At the time of writing, Chinese lithium carbonate prices have fallen nearly 50% since late last year. Nevertheless, the new prices are still extremely high compared to the longer history. Payback periods on new capacity remain in the months, not years. What is going on, and what happens next?
What is going on is that EV demand has softened a little in recent months, and the supply chain is backing up a bit. EV producers, especially in China, are now discounting in order to move the vehicles.
One issue impacting EV demand is the end of most incentives in China, after several years of strong government support. The historical pattern is that the expectation that incentives will soon end pulls forward demand from future periods. A priori, we might expect a softer 2023 in China (which accounted for over 60% of global EV sales in 2022).
Another issue that is impacting 2013 expectations is the concern over the economic outlook for major western economies, in the aftermath of substantial monetary tightening in 2022. Perhaps we should expect softer demand outside of China too.
What happens next? First some context. 2022 saw solid EV demand growth, up 55% on the prior year. That is about the average of the past decade. With EV’s now accounting for a little over half of lithium consumption, that level of EV growth translates into roughly 30% lithium demand growth.

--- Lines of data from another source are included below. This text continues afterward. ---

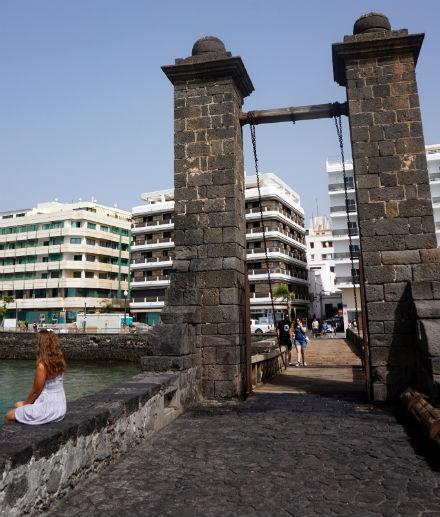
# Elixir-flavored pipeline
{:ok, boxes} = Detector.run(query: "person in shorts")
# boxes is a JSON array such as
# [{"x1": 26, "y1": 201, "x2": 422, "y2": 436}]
[
  {"x1": 293, "y1": 318, "x2": 308, "y2": 367},
  {"x1": 277, "y1": 314, "x2": 293, "y2": 366}
]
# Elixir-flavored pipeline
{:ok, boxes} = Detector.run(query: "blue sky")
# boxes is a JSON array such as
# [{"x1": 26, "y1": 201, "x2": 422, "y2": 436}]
[{"x1": 0, "y1": 0, "x2": 440, "y2": 219}]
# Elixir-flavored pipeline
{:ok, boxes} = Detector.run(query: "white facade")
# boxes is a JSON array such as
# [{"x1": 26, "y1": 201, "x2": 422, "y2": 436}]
[
  {"x1": 130, "y1": 173, "x2": 309, "y2": 324},
  {"x1": 326, "y1": 144, "x2": 440, "y2": 328},
  {"x1": 426, "y1": 144, "x2": 440, "y2": 247},
  {"x1": 306, "y1": 216, "x2": 338, "y2": 293},
  {"x1": 0, "y1": 201, "x2": 131, "y2": 323}
]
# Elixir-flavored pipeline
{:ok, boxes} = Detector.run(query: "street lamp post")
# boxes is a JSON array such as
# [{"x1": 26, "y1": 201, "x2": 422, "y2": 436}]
[{"x1": 124, "y1": 289, "x2": 128, "y2": 329}]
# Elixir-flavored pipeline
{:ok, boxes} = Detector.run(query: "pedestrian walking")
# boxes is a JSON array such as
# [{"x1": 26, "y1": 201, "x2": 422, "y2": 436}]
[
  {"x1": 277, "y1": 314, "x2": 293, "y2": 366},
  {"x1": 293, "y1": 318, "x2": 308, "y2": 367},
  {"x1": 312, "y1": 318, "x2": 319, "y2": 339}
]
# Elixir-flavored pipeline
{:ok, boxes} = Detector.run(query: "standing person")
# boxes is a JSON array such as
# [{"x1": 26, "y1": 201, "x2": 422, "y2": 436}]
[
  {"x1": 277, "y1": 314, "x2": 293, "y2": 366},
  {"x1": 293, "y1": 318, "x2": 307, "y2": 367},
  {"x1": 312, "y1": 317, "x2": 319, "y2": 339},
  {"x1": 5, "y1": 329, "x2": 66, "y2": 425}
]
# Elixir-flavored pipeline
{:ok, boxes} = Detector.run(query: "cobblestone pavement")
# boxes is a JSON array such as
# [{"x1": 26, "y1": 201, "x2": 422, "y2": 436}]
[{"x1": 47, "y1": 393, "x2": 440, "y2": 517}]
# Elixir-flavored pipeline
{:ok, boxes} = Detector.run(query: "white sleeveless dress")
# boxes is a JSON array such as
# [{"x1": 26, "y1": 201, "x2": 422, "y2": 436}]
[{"x1": 15, "y1": 375, "x2": 66, "y2": 425}]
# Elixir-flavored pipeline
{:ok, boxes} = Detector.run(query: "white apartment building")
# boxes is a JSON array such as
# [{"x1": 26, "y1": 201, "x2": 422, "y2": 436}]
[
  {"x1": 130, "y1": 173, "x2": 309, "y2": 324},
  {"x1": 326, "y1": 144, "x2": 440, "y2": 328},
  {"x1": 306, "y1": 215, "x2": 337, "y2": 293},
  {"x1": 426, "y1": 144, "x2": 440, "y2": 242},
  {"x1": 306, "y1": 215, "x2": 341, "y2": 318},
  {"x1": 0, "y1": 201, "x2": 131, "y2": 323}
]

Auto companies are headlong building new EV models and capacity, and consumers seem keen to make the switch. So, perhaps 30% lithium demand growth is a decent assumption for the coming years, cycles aside.
That’s a big assumption and easy to get wrong. Also easy to get wrong is the supply growth. Lithium mines, especially in the hands of junior companies who might have to overpromise a bit, have tended to disappoint against their commissioning and expansion targets. Nevertheless, new projects are constantly being added to the pipeline, so every time someone adds up the expected supply growth, the totals are higher. That trend seems likely to continue, which means that even though we might expect future projects to disappoint the same as the older ones, it is still quite plausible that supply can grow at a trend 30% growth rate to match demand.
That’s an interesting set-up. If both supply and demand look like growing at 30%pa (remembering that most mining commodity markets grow at 0-4%pa) then the chances of a significant mismatch, say 10%, in any one year is quite high. And a 10% mismatch in a commodity market is huge. The price action says that 2022 might have seen 10% under-supply. If at some point we see a 10% over-supply, either because of lumpy supply growth or because of a weak demand year, then almost certainly the lithium price will be inside the cost curve, as it was just a few years ago.
Lithium promises to be a wild ride for the next decade and perhaps longer. Your correspondent was at a major global mining investment conference recently, which featured over thirty lithium producers and developers and was attended by some 20 auto firms keen to get to know those companies. That felt like a peak.